Bogenberger was found unresponsive the next morning. His blood alcohol content was 0.351 percent, more than four times the legal limit of .08.
Gary Bogenberger referenced cellphone videos and photographs authorities say the fraternity members took of the insensate pledges and then deleted. Gary Bogenberger said that demonstrated "your fear of getting caught, your personal consequence, your reputation ... was more important than the life and safety of the pledges entrusted to you.
"David was an affable, caring son who wanted acceptance and friendship," Bogenberger said. "You used his need for this to render him incapacitated and dead. You didn't care for him. You left him alone to die."
Ruth Bogenberger described her son, who was born a triplet, as loving and selfless -- "the kind of son every mother hopes for."
"David had a smile that could light up a room, a laugh that could lift you from the darkest mood and a generous nature," she said.
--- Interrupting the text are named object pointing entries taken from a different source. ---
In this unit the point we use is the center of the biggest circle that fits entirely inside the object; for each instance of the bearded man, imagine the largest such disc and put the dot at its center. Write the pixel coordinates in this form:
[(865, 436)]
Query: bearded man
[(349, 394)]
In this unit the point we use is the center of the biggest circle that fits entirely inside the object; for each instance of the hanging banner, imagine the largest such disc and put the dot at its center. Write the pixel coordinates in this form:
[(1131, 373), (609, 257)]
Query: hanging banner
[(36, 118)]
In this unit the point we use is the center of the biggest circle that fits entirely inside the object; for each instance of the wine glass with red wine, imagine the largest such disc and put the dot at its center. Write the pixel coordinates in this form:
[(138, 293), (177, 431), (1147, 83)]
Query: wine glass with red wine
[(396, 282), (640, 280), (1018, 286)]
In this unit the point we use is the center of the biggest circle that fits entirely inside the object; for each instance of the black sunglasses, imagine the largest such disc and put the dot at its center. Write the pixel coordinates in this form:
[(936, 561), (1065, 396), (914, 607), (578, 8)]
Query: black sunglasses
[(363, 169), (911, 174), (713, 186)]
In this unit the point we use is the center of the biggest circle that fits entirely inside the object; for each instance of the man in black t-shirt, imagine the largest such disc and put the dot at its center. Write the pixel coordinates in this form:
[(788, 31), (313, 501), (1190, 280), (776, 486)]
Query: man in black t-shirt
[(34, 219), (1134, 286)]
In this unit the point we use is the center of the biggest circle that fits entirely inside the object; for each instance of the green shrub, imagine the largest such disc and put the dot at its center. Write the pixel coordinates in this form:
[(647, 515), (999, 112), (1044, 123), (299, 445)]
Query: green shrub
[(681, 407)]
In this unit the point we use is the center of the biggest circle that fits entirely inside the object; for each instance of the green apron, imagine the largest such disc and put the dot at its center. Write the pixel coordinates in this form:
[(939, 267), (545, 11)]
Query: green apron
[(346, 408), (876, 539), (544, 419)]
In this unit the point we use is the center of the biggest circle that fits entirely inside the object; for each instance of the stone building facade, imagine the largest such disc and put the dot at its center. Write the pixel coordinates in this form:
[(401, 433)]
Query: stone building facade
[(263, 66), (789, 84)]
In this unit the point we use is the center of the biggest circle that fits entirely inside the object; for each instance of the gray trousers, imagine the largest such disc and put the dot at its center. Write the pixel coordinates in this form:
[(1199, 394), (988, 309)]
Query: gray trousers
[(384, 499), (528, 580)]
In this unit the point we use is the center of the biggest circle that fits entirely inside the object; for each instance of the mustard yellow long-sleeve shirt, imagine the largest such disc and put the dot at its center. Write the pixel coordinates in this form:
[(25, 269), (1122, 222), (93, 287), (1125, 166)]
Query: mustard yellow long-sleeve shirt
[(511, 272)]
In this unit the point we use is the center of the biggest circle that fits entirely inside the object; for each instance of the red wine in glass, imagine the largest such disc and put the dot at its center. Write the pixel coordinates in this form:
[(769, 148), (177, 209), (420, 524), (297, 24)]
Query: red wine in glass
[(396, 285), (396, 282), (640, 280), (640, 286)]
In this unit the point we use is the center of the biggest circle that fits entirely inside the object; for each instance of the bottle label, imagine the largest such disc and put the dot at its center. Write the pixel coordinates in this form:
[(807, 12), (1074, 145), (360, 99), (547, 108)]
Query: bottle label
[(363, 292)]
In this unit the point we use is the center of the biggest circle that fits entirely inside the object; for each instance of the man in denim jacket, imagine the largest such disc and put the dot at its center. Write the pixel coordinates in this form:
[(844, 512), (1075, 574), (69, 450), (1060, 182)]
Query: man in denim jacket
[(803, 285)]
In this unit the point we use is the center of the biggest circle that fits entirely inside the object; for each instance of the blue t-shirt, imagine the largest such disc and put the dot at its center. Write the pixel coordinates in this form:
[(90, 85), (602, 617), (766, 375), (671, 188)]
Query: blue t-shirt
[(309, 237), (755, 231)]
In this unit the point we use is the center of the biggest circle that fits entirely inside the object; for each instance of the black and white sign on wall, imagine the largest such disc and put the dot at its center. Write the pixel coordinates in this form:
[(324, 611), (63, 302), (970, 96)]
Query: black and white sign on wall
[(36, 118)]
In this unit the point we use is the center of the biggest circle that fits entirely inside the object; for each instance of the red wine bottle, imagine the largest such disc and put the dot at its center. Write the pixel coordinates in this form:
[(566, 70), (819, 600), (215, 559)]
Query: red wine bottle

Ruth Bogenberger expressed disbelief that "self-proclaimed brothers" did not extend to him the care one would "render a sick animal."
"Nothing can bring David back to those of us who love him," she said, "but I hope the justice meted out in this courtroom today is enough of a deterrent to save other young, promising lives and to spare other parents from the indescribable agony that David's father and I will endure every day for the rest of our lives."
Seventeen other men pleaded guilty to misdemeanor hazing. Each was sentenced to two years of court supervision, plus 100 hours of community service and a $500 fine. They are: Alexander D. Renn, 22, of Naperville; Michael A. Marroquin, 23, of Roselle; Stefan A. Diaz, 24, of South Beloit; Nelson A. Irizarry, who in 2012 was listed as 19, from DeKalb; Nicholas A. Suter, 22, of Galesburg; Andrew W. Bouleanu, 24, of Skokie; Isaiah Lott, 22, of Cupertino, California; Johnny P. Wallace, 22, of Westmont; Andres Jimenez, 21, of Glendale Heights; Daniel S. Post, 22, of Chicago; Michael D. Pfest, 25, of Chicago; Michael J. Phillip, 23, of Western Springs; Hazel Vergaralope, 24, of Oswego; Thomas F. Costello, 22, of Usnter, Indiana; Nsenzi K. Salasini, 23, of Mount Prospect; David R. Sailer, 22, of Princeton; and Russell P. Coyner, 23, of Channahon.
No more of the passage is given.